You also need to be very careful about the tests you run.  For
example, on delivery and when referring to its own (virtual)
mailbox names, gmail apparently discards some or all ASCII
delimiter characters in local parts, treating local parts
containing such characters as equivalent to ones with the
characters dropped.  I have no idea what they do with delimiter
characters from other scripts, but some other systems would
consider that delimiter-dropping behavior pathological or worse.
A different way of looking at that is that they are preserving
the local parts but dropping certain characters in mapping from
mailbox name to actual storage.  Either is fine with the
protocols as long as the computational aliasing is done only at
or beyond the delivery server.  

There are also a large number of issues at the boundaries
between email and HTML/HTTP that affect many implementations
that fail to account for the differences.  That problem, and to
some extent the gmail behavior above, are examples of another
situation we see quite often: the problems are there even in
all-ASCII strings and identifiers, i18n simply amplifies them
and makes them more obvious.

>  I am in the process of setting up a demo system
> for all this.  Let me tell you, I have learned quite a bit.

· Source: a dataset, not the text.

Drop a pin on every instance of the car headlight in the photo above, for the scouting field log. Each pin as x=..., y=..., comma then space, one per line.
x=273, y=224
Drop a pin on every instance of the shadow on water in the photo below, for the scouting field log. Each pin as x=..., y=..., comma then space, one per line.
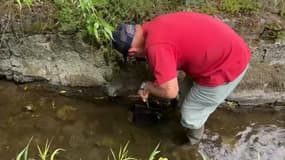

Sadly, I am not surprised.  I am also not surprised if a good
deal of what you have learned has been painful.  It certainly
has been for many of the rest of us.  I think it is also
important to keep in mind that most of the underlying issues are
ultimately the result of variations and evolution in human
language and writing systems.   Some of the decisions we have
made in the IETF, and that the Unicode Consortium has made, have
made some issues harder and some easier but, as long as we want
to deal with the full range of human languages and writing
systems, most of the problems are inherent and the choices end
up being about compromises (or, if you prefer, winners and
losers).  Some of the relationships are rather old.  For
example, rather explicit decisions were made many centuries ago
that Latin and Chinese characters should be easily
distinguishable by people with some familiarity with them but
without necessarily being literate.  Latin ended up with a lower
familiarity requirement by having very few characters; Chinese
ended up with many characters and the advantages of a single
writing system that could express meaning of many languages,
even ones that are mutually incomprehensible while Rome took the
approach that everyone should simply learn Latin.  That  makes
the two scripts special even though some evolution to both in
more recent centuries has muddied the distinguishability

>   Including about DNS queries which don't resolve properly.
>  Sigh.  That is still ANOTHER topic.   As I say, I want to
> get organized and have a good way to show this.   Not quite
> there yet!  

See Andrew's comment (and my earlier one) about the Universal
Acceptance effort.   But I suggest you need to go further than
reaching out to them.  The sad reality is that there are very
few people in the Internet (not just IETF) community with a good
understanding of email protocols and operations, DNS and IDNA
protocols and operations, writing systems and character coding
including the many writing system issues that have nothing to do
with character coding, and Unicode operations.  On many days,
I'm not even sure I'm part of that rather small group.   Most of
us are willing to try to explain issues to others, but only to
those who want to put the energy into listening and learning,
not just saying thing that amount to "as long as I think it
works for my language, everything else is fine" or "just tell me
what to do because I have no intention of learning or thinking
about the issues".  That expertise is spread sufficiently thin
that answering a question or reviewing a document in one places
causes something else to be delayed or not happen (e.g., as
mentioned earlier, responding to your notes, which I considered
important, has retarded progress on both PRECIS and URNBIS work
for several days).  So there are extremely pragmatic reasons for
you to try to either merge your work into the Universal
Acceptance effort (or vice versa) or to establish really clear
boundaries between the two.

And that is probably all the time I can put in on this today.